メインコンテンツまでスキップ
バージョン: 次

Cluster Add-ons

Monitoring health of Cluster Add-ons and performing maintenance tasks.

This guide provides instructions for operators to monitor the health of the Cluster Add-ons feature and perform manual maintenance tasks.

Overview

Cluster Add-ons (such as JupyterHub and KubeRay) are pre-configured and hardcoded into the IaaS API. This ensures a stable and validated set of tools is available to all users. While the catalog itself is not configurable by operators, you are responsible for monitoring the deployment success and performing cleanup if an installation becomes stuck.

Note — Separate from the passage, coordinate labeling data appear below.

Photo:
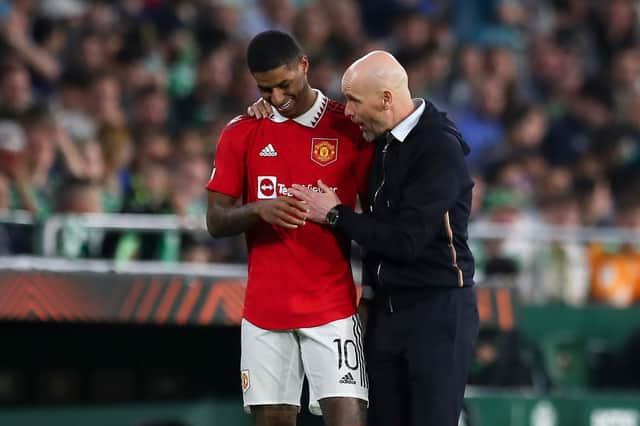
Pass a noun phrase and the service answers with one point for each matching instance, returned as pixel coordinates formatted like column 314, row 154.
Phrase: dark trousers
column 418, row 358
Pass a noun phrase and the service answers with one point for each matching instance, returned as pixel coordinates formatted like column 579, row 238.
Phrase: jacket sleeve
column 432, row 187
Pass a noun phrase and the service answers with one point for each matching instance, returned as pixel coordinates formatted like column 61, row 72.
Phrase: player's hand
column 284, row 211
column 318, row 204
column 260, row 109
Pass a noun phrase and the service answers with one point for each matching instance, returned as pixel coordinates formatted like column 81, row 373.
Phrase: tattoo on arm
column 225, row 218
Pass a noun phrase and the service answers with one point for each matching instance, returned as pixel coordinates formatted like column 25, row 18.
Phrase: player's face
column 283, row 87
column 364, row 107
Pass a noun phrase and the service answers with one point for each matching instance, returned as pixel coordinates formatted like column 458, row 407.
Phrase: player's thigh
column 344, row 411
column 333, row 360
column 270, row 367
column 274, row 415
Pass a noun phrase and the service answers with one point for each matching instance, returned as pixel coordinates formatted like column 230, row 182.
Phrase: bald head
column 379, row 71
column 376, row 88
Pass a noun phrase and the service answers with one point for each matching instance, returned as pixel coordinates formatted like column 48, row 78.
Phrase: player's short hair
column 272, row 49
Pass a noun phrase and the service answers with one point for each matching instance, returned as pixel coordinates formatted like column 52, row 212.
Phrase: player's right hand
column 260, row 109
column 284, row 211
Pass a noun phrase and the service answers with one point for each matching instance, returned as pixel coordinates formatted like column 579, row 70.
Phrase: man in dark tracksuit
column 418, row 269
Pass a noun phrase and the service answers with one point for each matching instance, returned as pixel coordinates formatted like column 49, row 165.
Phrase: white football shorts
column 274, row 363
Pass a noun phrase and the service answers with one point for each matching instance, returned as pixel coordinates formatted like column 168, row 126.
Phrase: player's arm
column 225, row 217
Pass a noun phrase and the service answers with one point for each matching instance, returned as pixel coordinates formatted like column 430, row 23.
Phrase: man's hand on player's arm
column 317, row 204
column 260, row 109
column 284, row 211
column 226, row 217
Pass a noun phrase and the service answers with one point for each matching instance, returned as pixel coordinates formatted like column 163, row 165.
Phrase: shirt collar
column 403, row 128
column 312, row 117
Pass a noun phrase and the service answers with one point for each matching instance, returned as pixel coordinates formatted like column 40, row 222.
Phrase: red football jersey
column 300, row 277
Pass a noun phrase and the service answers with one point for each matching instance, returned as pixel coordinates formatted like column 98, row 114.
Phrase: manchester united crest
column 244, row 377
column 324, row 151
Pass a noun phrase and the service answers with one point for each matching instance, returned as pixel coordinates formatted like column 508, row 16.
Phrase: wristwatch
column 332, row 216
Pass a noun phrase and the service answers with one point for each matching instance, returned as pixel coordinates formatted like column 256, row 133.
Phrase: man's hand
column 260, row 109
column 284, row 211
column 317, row 204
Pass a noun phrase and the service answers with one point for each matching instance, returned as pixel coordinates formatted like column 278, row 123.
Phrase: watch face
column 332, row 217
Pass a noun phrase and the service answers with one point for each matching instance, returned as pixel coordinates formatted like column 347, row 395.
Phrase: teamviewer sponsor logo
column 267, row 187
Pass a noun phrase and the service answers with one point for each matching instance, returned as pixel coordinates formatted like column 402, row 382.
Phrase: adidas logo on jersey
column 268, row 151
column 347, row 379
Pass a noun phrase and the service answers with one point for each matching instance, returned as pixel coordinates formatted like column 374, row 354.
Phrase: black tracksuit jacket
column 414, row 229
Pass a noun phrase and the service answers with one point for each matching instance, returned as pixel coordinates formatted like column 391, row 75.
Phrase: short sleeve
column 229, row 168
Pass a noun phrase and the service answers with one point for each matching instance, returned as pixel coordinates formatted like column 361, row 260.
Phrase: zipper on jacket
column 379, row 273
column 375, row 197
column 384, row 174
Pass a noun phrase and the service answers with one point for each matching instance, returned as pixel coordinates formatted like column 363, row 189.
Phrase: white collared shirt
column 311, row 117
column 403, row 128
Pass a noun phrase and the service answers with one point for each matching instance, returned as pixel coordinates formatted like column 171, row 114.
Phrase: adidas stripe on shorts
column 274, row 362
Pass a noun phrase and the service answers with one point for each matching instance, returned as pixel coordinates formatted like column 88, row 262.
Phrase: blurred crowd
column 115, row 106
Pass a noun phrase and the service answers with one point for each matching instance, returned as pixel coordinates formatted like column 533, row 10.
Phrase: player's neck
column 308, row 98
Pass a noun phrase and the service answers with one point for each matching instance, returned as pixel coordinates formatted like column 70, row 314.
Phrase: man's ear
column 304, row 64
column 387, row 99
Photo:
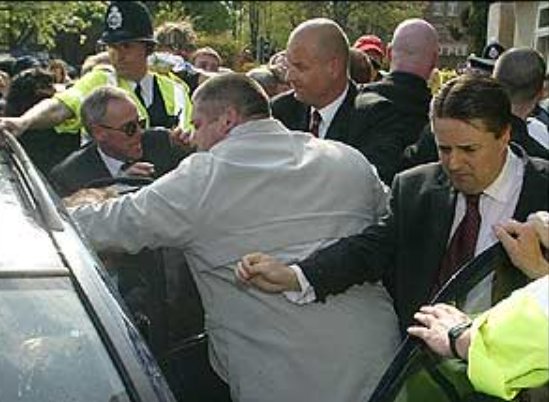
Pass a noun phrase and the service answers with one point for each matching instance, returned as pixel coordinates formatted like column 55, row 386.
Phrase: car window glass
column 50, row 349
column 420, row 375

Add-on Constraints and Requirements

Each add-on in the hardcoded catalog includes specific requirements that must be met for a successful installation and operation:

  • Kubernetes Version Compatibility: The API validates the cluster's version against a version constraint (for example, >=1.28). If the cluster version does not satisfy this requirement, the installation will fail with a 400 Bad Request error.
  • Resource Allocations: Users configure resource limits (such as CPU and Memory) for certain add-ons via parameters. As this is a self-service feature, users are responsible for ensuring their cluster has adequate capacity. However, if an installation fails due to insufficient resources, an operator may need to assist in debugging the failure or informing the user about the capacity constraints of their specific cluster nodes.
  • Network Endpoints and Security Groups: Add-ons expose services via specific ports defined in the catalog. To ensure these are accessible to users, the cluster's security groups and network policies must be configured to allow traffic on the relevant ports (for example, port 80 for JupyterHub, port 8265 for the KubeRay dashboard).

Monitoring

Prometheus Metrics

The Cluster Add-ons feature exposes metrics through both the Flux controllers on the tenant clusters and the IaaS API itself.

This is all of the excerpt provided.